Introduction to NYC Health Disparities Using Data Science

Mary Beth Terry, Professor Mailman School of Public Health Dept of Epidemiology

Abigail Greenleaf, Lecturer Mailman School of Public Health Heilbrunn Dept of Population, Family and Reproductive Health


Data provide the empirical evidence for public health policies and programs, and are increasingly expansive in depth, content, and geographical scope. The proposed course,  “Introduction to NYC Health Disparities Using Data Science”,  aims to use an experiential, place-based approach to teach undergraduate students about health disparities in New York City (NYC) by introducing them to the seven steps of data science.

This semester-long course is intentionally accessible to students who do not have the typical foundational data science skills, such as coding and analyses, in the hopes that groups which are under-represented in STEM will participate in the course. The course will have no prerequisites. We will teach the data science process to students using the tenets of authentic learning: learning by applying knowledge to real-life problems. Students will simulate public health data scientists’ work by applying the data science steps to a dataset of their choice. Instructors will use class time to model the metacognitive processes used during the steps.
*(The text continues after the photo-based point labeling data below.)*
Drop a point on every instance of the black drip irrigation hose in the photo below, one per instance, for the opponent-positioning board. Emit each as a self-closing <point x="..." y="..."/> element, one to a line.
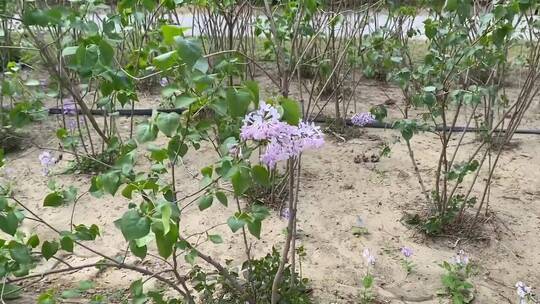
<point x="374" y="125"/>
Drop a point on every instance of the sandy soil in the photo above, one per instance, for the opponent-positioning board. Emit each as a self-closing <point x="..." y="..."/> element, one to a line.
<point x="335" y="192"/>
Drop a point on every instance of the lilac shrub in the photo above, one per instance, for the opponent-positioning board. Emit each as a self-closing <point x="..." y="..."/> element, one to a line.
<point x="363" y="119"/>
<point x="283" y="141"/>
<point x="47" y="161"/>
<point x="366" y="295"/>
<point x="406" y="261"/>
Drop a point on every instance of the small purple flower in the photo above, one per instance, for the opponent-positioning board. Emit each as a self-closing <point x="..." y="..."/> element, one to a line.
<point x="461" y="258"/>
<point x="407" y="252"/>
<point x="368" y="257"/>
<point x="523" y="291"/>
<point x="283" y="141"/>
<point x="235" y="151"/>
<point x="286" y="213"/>
<point x="261" y="124"/>
<point x="47" y="161"/>
<point x="69" y="108"/>
<point x="362" y="119"/>
<point x="163" y="81"/>
<point x="72" y="125"/>
<point x="312" y="137"/>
The course will use publicly available NYC health data to learn the seven steps of data science: 1) writing a research question; 2) obtaining data to address the question; 3) data cleaning; 4) data exploration; (5) analysis; 6) replication and validity evaluation; and (7) presentation and summary.

The course will introduce students to R, a freely available statistical and data visualization software. Assignments will be mapped to each step and the course will culminate in presentations to NYC Department of Health officials from the Center for Health Equity. The course, designed by instructors in the Epidemiology and Population & Family Health departments at the Mailman School of Public Health, will introduce students to data science and public health in the hopes that the data science workforce will become more diverse and better prepared to answer pressing public health questions of our time.